The technique "PostProcessMotionBlur" uses a ps_2_0 pixel shader called "PostProcessMotionBlurPS". This pixel shader does 2 texture lookups to get the per-pixel velocity of the current frame (from CurFrameVelocityTexture) and the last frame (from LastFrameVelocityTexture). If it just used the current frame's pixel velocity, then it wouldn't blur where the object was last frame because the current velocity at those pixels would be 0. Instead you could do a filter to find if any neighbors have a non-zero velocity, but that requires a lot of texture lookups which are limited and also may not work if the object moved too far. So instead the shader uses either the current velocity or the last frames velocity. It chooses based on the one with greatest magnitude.

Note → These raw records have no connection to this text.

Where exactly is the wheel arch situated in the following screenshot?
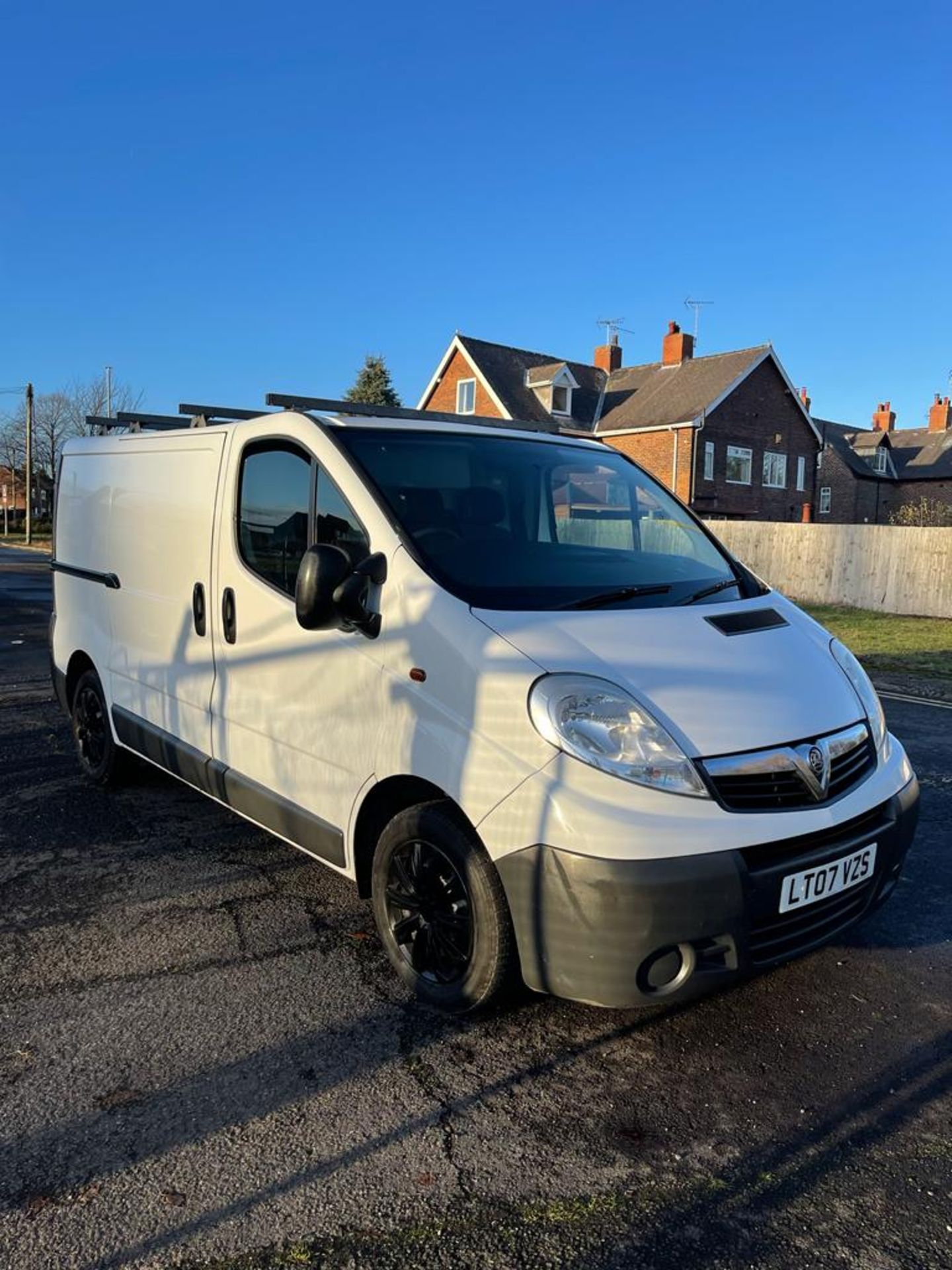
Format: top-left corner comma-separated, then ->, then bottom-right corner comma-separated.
66,649 -> 95,710
353,776 -> 475,898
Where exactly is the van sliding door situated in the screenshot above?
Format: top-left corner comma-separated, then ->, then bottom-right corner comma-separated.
109,429 -> 226,755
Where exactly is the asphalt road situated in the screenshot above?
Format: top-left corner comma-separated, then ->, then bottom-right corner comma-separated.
0,548 -> 952,1270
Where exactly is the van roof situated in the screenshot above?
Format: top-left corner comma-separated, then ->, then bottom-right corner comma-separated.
87,392 -> 600,446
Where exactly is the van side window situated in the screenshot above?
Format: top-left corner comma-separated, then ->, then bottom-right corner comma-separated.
239,442 -> 311,595
317,468 -> 371,566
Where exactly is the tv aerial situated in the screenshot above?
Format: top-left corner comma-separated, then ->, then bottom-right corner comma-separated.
684,296 -> 713,347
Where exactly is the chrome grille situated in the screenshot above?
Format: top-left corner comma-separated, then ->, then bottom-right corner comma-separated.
702,722 -> 876,812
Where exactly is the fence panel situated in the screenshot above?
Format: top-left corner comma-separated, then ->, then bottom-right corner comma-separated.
709,521 -> 952,617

Once it has chosen the value to use as the pixel's velocity, it samples 12 times along the direction of the pixel's velocity. While sampling, it accumulates the color and divides by the number of samples to get the average color of all the samples and outputs this as the final color for that pixel.

For example, here is an original unblurred scene:

And here's what a blurred scene looks like:

What are the pitfalls of this technique?
Since the final post process pixel shader is blurring the whole scene at once without knowledge of object edges, artifacts will arise if objects are occluded since the blur kernel from one object will sample color from another object another nearby. For example:

Also if the pixels in an object have moved too far since the last frame then it will be noticable:

To correct this, you can either increase the framerate so that the pixels do not move as far between frames or reduce the blur factor.